Blog

If a Woodchuck Could Chuck Story Points

August 30, 2025

I spent a decade writing small fibonacci numbers in issue trackers (from 6-person startups to Google) in service of sprint planning. It hasn't ever helped forecast work, but I haven't been able to clearly articulate why until recently.

Log-normal

I found a pair of blog posts that both used data to show what the distribution of actual to estimated time taken for software development tasks was. Before we get to the distribution, I want to start from the bottom of the first post.

when you go to fix a bug or write a feature, [sometimes] you'll get it on your first try, but other times you have to come at it from two or three different angles before finding the answer. And then code review happens and you might need to make changes again. So completing a technical task can involve a "for" loop with a random number of iterations

This is true of larger projects too: imagine a project that has components A, B, and C. Maybe A can be solved with a 1-line configuration change in a vendor's product, maybe you can find a library that does it for you, or maybe you need to invent it whole cloth. If it turns out you need to write it all yourself, you'll need to write subcomponents D, E, and F. Maybe D can be solved by onboarding a vendor...

In both of these cases, the time it takes to do the work isn't the sum of a fixed number of uniformly distributed random variables. If they were, the actual to estimated time taken would follow a normal/Gaussian distribution (and I wouldn't be writing this blog post).

the lognormal emerges when random variables are not added but rather multiplied together

log-normal

One way to think about the log-normal distribution is that if you estimate a task to be 8 points, it is as likely to be 4 as it is to be 16. It is also as likely to be 2 as it is to be 32. But you'll notice that if you have two tasks estimated at 8 points and they turn out to be a 4 and a 16, that's 20 points, not the 16 you estimated.
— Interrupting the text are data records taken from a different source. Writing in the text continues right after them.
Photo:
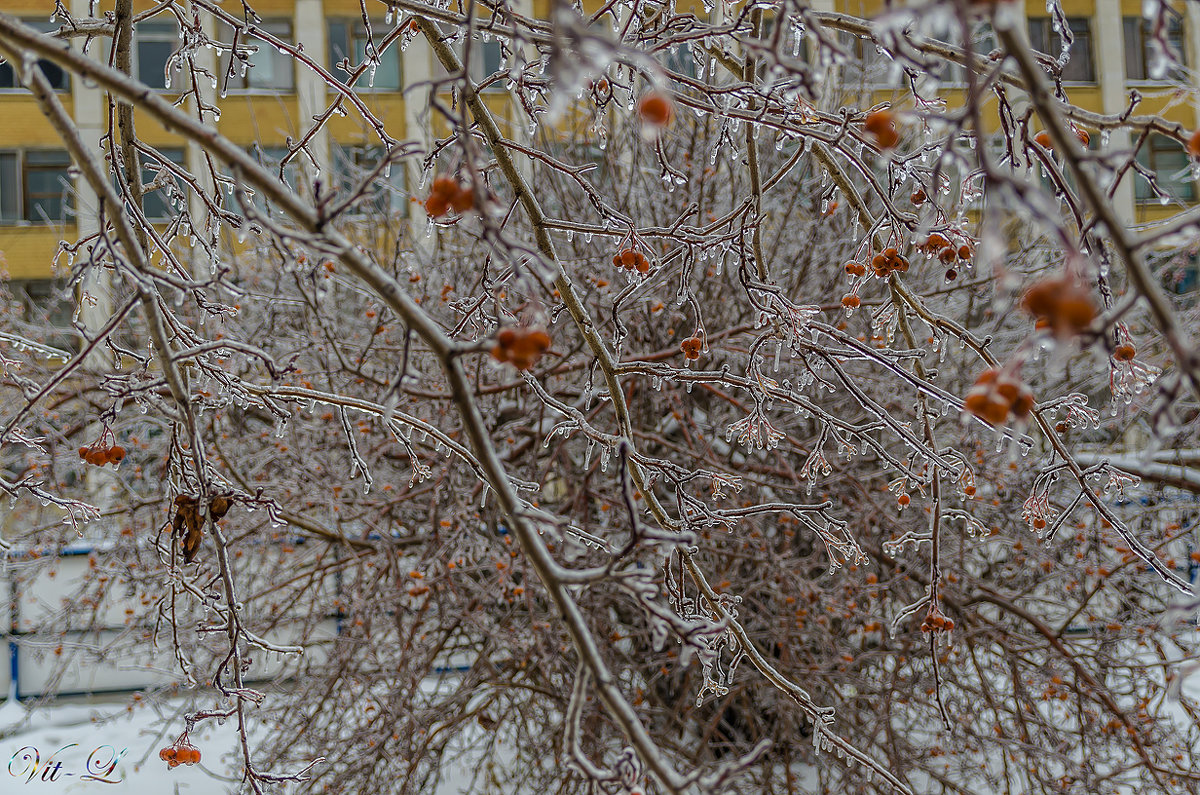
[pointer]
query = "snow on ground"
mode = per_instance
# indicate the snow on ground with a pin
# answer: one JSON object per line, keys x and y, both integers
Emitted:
{"x": 99, "y": 728}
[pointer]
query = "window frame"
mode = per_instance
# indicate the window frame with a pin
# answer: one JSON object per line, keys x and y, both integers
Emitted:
{"x": 63, "y": 75}
{"x": 47, "y": 297}
{"x": 150, "y": 33}
{"x": 1149, "y": 155}
{"x": 21, "y": 204}
{"x": 1044, "y": 39}
{"x": 177, "y": 156}
{"x": 269, "y": 157}
{"x": 355, "y": 35}
{"x": 1139, "y": 49}
{"x": 280, "y": 28}
{"x": 349, "y": 159}
{"x": 481, "y": 53}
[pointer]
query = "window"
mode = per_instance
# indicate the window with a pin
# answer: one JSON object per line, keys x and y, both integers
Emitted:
{"x": 385, "y": 195}
{"x": 156, "y": 204}
{"x": 35, "y": 186}
{"x": 1081, "y": 66}
{"x": 983, "y": 41}
{"x": 47, "y": 305}
{"x": 1144, "y": 57}
{"x": 267, "y": 69}
{"x": 1171, "y": 168}
{"x": 58, "y": 78}
{"x": 679, "y": 60}
{"x": 485, "y": 61}
{"x": 270, "y": 157}
{"x": 348, "y": 41}
{"x": 155, "y": 42}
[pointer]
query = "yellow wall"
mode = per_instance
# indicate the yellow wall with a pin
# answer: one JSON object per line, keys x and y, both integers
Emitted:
{"x": 28, "y": 251}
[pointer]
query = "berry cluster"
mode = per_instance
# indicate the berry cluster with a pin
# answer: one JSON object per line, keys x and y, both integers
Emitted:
{"x": 100, "y": 454}
{"x": 1060, "y": 304}
{"x": 882, "y": 125}
{"x": 448, "y": 195}
{"x": 181, "y": 753}
{"x": 994, "y": 398}
{"x": 520, "y": 347}
{"x": 936, "y": 621}
{"x": 947, "y": 252}
{"x": 631, "y": 259}
{"x": 655, "y": 109}
{"x": 888, "y": 261}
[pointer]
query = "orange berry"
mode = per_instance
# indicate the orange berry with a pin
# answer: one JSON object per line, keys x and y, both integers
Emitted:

Both blog posts conclude that developers are quite good at estimating the median completion time but completion time has a log-normal distribution. Further, the mean is greater than the median in a log-normal, which unfortunately means there's a problem with...

Story Points

The pillar upon which all of scrum rests is that you can take a project, break it down into granular tasks, estimate those tasks, and then sum the estimates. Even if you are wrong about some estimates, the law of large numbers should bring overall completion time back to your estimate. But it turns out that's unsound because your estimates are medians of a log-normal. You're better off skipping all of that and just estimating the project as a whole.

This means that almost all the work you've done assigning points to tasks has had negative planning value.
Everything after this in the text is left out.